Acclaimed historical novelist Epstein (
Let the Dead Bury the Dead) retells Dickens’s classic
Oliver Twist through the perspective of its chief villain, Fagin, in the process redressing the criticisms of antisemitism that have dogged Dickens’s novel for nearly two centuries. Readers first meet Jacob Fagin as he prepares breakfast for his gang of child criminals, including Jack Dawkins (the Artful Dodger), Nancy, and, of course, Oliver. Nan’s boyfriend Bill Sikes is planning a heist and wants the assistance of one of Fagin’s wards, setting in motion a chain of events that will be familiar for readers of Oliver Twist. Epstein also takes readers back decades to Fagin’s childhood, when he lived with his mother in a Jewish enclave of London and fell under the sway of an infamous pickpocket. After his mother’s sudden death, Fagin was forced to survive on his wits, scrounging and hustling with ruthless impunity, forging the reputation that Dickens would immortalize.

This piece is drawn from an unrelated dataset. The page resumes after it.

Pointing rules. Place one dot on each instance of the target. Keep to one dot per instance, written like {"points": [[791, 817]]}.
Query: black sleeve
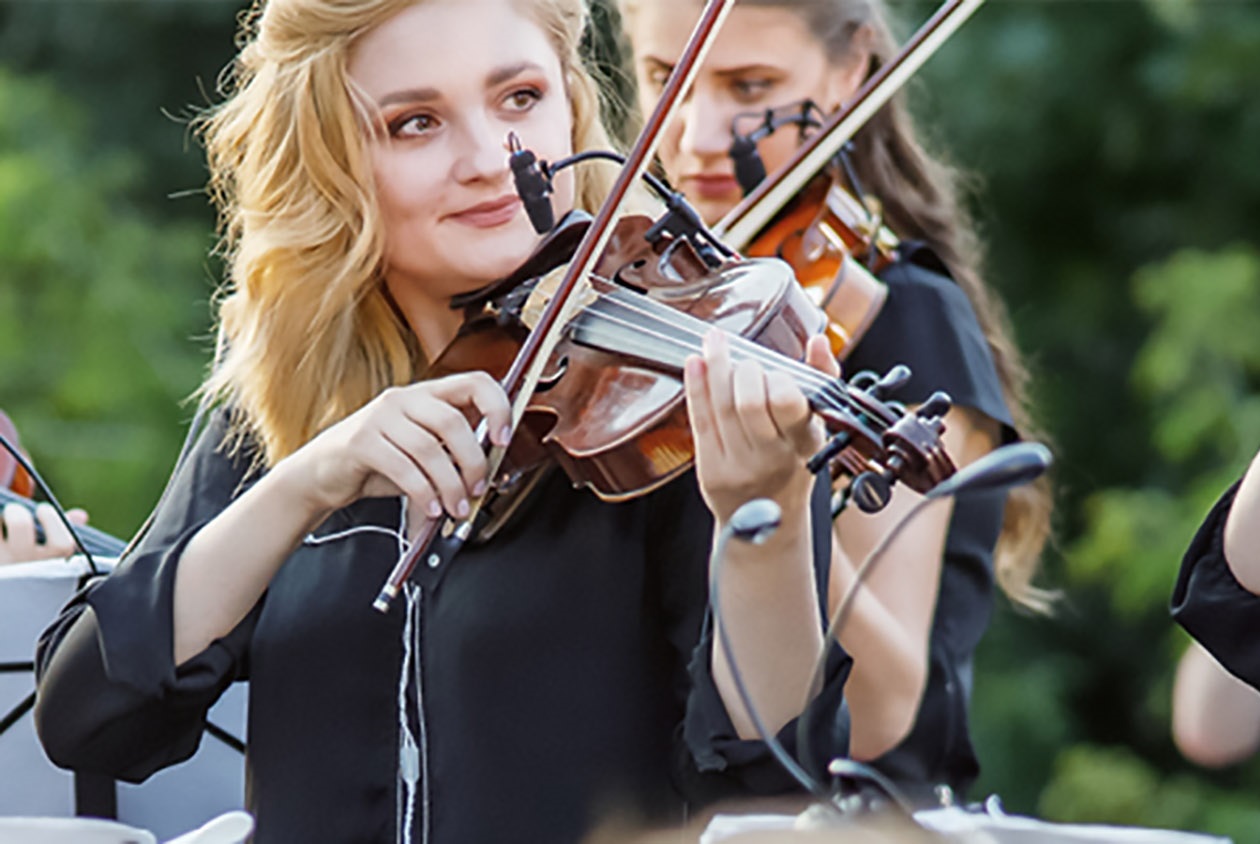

VERDICT In creating an origin story for the legendary thief, Epstein deftly addresses Oliver Twist’s longstanding “Fagin problem,” not by sanitizing or disowning him, as other adaptations have done, but by lending him a humanity that Dickens’s caricature did not. It’s a lively, finely drawn reimagining and a deeply reverent corrective of a literary monument.